Y:经提取各种因子后,整理完毕的代数式或其矩阵将被保留存在于Y矩阵中。
>> t=solve('a*x^3+b*x^2+c*x+d=0')
[r,s]=subexpr(t,'s')
t =
(((d/(2*a)+ b^3/(27*a^3)- (b*c)/(6*a^2))^2 + (c/(3*a)- b^2/(9*a^2))^3)^(1/2)- b^3/(27*a^3)- d/(2*a)+ (b*c)/(6*a^2))^(1/3)- b/(3*a)- (c/(3*a)- b^2/(9*a^2))/(((d/(2*a)+ b^3/(27*a^3)- (b*c)/(6*a^2))^2 + (c/(3*a)- b^2/(9*a^2))^3)^(1/2)- b^3/(27*a^3)- d/(2*a)+ (b*c)/(6*a^2))^(1/3)

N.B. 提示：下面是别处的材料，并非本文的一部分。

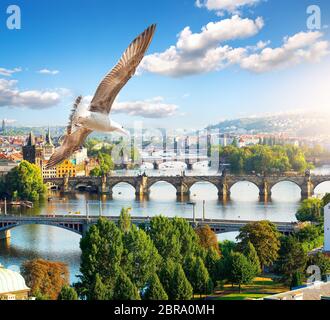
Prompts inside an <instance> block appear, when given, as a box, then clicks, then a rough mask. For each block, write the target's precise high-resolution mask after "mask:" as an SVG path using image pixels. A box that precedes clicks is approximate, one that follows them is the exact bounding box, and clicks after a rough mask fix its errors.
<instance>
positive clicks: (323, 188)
mask: <svg viewBox="0 0 330 320" xmlns="http://www.w3.org/2000/svg"><path fill="white" fill-rule="evenodd" d="M313 187H314V193H315V194H319V193H330V179H329V180H323V181H318V182H316V183H315V184H314V186H313Z"/></svg>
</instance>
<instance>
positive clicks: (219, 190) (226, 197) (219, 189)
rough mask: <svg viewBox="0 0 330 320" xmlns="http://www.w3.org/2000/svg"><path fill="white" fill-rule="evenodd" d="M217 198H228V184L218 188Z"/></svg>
mask: <svg viewBox="0 0 330 320" xmlns="http://www.w3.org/2000/svg"><path fill="white" fill-rule="evenodd" d="M218 190H219V191H218V196H219V199H220V200H224V201H225V200H228V199H229V198H230V187H229V185H228V184H226V183H223V184H221V185H220V187H218Z"/></svg>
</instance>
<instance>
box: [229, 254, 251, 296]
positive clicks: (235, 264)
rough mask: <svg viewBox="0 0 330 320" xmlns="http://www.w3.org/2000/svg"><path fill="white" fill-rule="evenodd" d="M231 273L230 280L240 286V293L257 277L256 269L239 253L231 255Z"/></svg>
mask: <svg viewBox="0 0 330 320" xmlns="http://www.w3.org/2000/svg"><path fill="white" fill-rule="evenodd" d="M230 260H231V261H230V262H231V268H230V269H231V271H230V273H229V277H228V280H229V281H230V282H231V283H233V284H237V285H238V286H239V292H241V287H242V285H243V284H250V283H251V282H252V281H253V279H254V277H255V268H254V266H253V265H252V264H251V263H250V262H249V261H248V259H247V258H246V257H245V256H244V255H243V254H241V253H239V252H233V253H232V254H231V259H230Z"/></svg>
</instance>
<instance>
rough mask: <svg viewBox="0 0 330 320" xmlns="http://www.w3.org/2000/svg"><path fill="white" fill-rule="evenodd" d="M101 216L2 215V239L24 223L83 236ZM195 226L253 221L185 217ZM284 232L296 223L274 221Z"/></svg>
mask: <svg viewBox="0 0 330 320" xmlns="http://www.w3.org/2000/svg"><path fill="white" fill-rule="evenodd" d="M99 218H100V217H96V216H93V217H92V216H91V217H88V216H56V215H55V216H8V215H0V240H2V239H6V238H10V236H11V235H10V230H11V229H14V228H16V227H19V226H24V225H47V226H53V227H58V228H62V229H65V230H68V231H71V232H74V233H76V234H78V235H81V236H83V235H84V234H85V233H86V232H87V231H88V229H89V228H90V227H91V226H92V225H95V224H96V223H97V222H98V220H99ZM104 218H105V219H108V220H110V221H113V222H115V223H117V222H118V220H119V217H110V216H106V217H104ZM150 219H151V218H150V217H132V223H133V224H135V225H137V226H142V225H144V226H145V225H148V224H149V223H150ZM185 220H186V221H188V222H189V223H190V224H191V225H192V226H193V227H197V226H203V225H209V226H210V228H211V229H212V230H213V231H214V232H215V233H217V234H221V233H227V232H237V231H239V230H240V229H241V228H242V227H243V226H245V225H247V224H248V223H251V222H252V221H243V220H242V221H236V220H217V219H212V220H211V219H185ZM274 224H275V225H276V226H277V229H278V231H279V232H281V233H282V234H286V235H287V234H291V233H293V232H294V231H295V228H296V224H295V223H290V222H274Z"/></svg>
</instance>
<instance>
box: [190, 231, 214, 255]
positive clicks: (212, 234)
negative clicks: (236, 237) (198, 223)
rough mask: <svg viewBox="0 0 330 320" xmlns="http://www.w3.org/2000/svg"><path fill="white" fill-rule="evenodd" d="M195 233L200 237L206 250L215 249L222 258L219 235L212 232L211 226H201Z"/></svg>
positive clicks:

(c/(3*a)- b^2/(9*a^2))/(2*(((d/(2*a)+ b^3/(27*a^3)- (b*c)/(6*a^2))^2 + (c/(3*a)- b^2/(9*a^2))^3)^(1/2)- b^3/(27*a^3)- d/(2*a)+ (b*c)/(6*a^2))^(1/3))- b/(3*a)- (((d/(2*a)+ b^3/(27*a^3)- (b*c)/(6*a^2))^2 + (c/(3*a)- b^2/(9*a^2))^3)^(1/2)- b^3/(27*a^3)- d/(2*a)+ (b*c)/(6*a^2))^(1/3)/2 - (3^(1/2)*((c/(3*a)- b^2/(9*a^2))/(((d/(2*a)+ b^3/(27*a^3)- (b*c)/(6*a^2))^2 + (c/(3*a)- b^2/(9*a^2))^3)^(1/2)- b^3/(27*a^3)- d/(2*a)+(b*c)/(6*a^2))^(1/3)+ (((d/(2*a)+ b^3/(27*a^3)- (b*c)/(6*a^2))^2 + (c/(3*a)- b^2/(9*a^2))^3)^(1/2)- b^3/(27*a^3)- d/(2*a)+ (b*c)/(6*a^2))^(1/3))*i)/2
(c/(3*a)- b^2/(9*a^2))/(2*(((d/(2*a)+ b^3/(27*a^3)- (b*c)/(6*a^2))^2 + (c/(3*a)- b^2/(9*a^2))^3)^(1/2)- b^3/(27*a^3)- d/(2*a)+ (b*c)/(6*a^2))^(1/3))- b/(3*a)- (((d/(2*a)+ b^3/(27*a^3)- (b*c)/(6*a^2))^2 + (c/(3*a)- b^2/(9*a^2))^3)^(1/2)- b^3/(27*a^3)- d/(2*a)+ (b*c)/(6*a^2))^(1/3)/2 + (3^(1/2)*((c/(3*a)- b^2/(9*a^2))/(((d/(2*a)+ b^3/(27*a^3)- (b*c)/(6*a^2))^2 + (c/(3*a)- b^2/(9*a^2))^3)^(1/2)- b^3/(27*a^3)- d/(2*a)+(b*c)/(6*a^2))^(1/3)+ (((d/(2*a)+ b^3/(27*a^3)- (b*c)/(6*a^2))^2 + (c/(3*a)- b^2/(9*a^2))^3)^(1/2)- b^3/(27*a^3)- d/(2*a)+ (b*c)/(6*a^2))^(1/3))*i)/2
r =
s^(1/3)- b/(3*a)- (c/(3*a)- b^2/(9*a^2))/s^(1/3)
(c/(3*a)- b^2/(9*a^2))/(2*s^(1/3))- s^(1/3)/2 - b/(3*a)(3^(1/2)*(s^(1/3)+ (c/(3*a)- b^2/(9*a^2))/s^(1/3))*i)/2
(c/(3*a)- b^2/(9*a^2))/(2*s^(1/3))- s^(1/3)/2 - b/(3*a)+(3^(1/2)*(s^(1/3)+ (c/(3*a)- b^2/(9*a^2))/s^(1/3))*i)/2
s =
((d/(2*a)+ b^3/(27*a^3)- (b*c)/(6*a^2))^2 + (c/(3*a)- b^2/(9*a^2))^3)^(1/2)- b^3/(27*a^3)- d/(2*a)+ (b*c)/(6*a^2)
上例中,s为代数式,可试将a,b,c,d之一、二改为某一具体数字,再用subexpr命令观察一下s的变化。
subexpr的化简使用格式为:
Y=subexpr(X)
式中X,Y含义同前,此时X式中的相同因子将被保存在默认名为SIGMA的变量中。这个操作很简单,就不再举例了。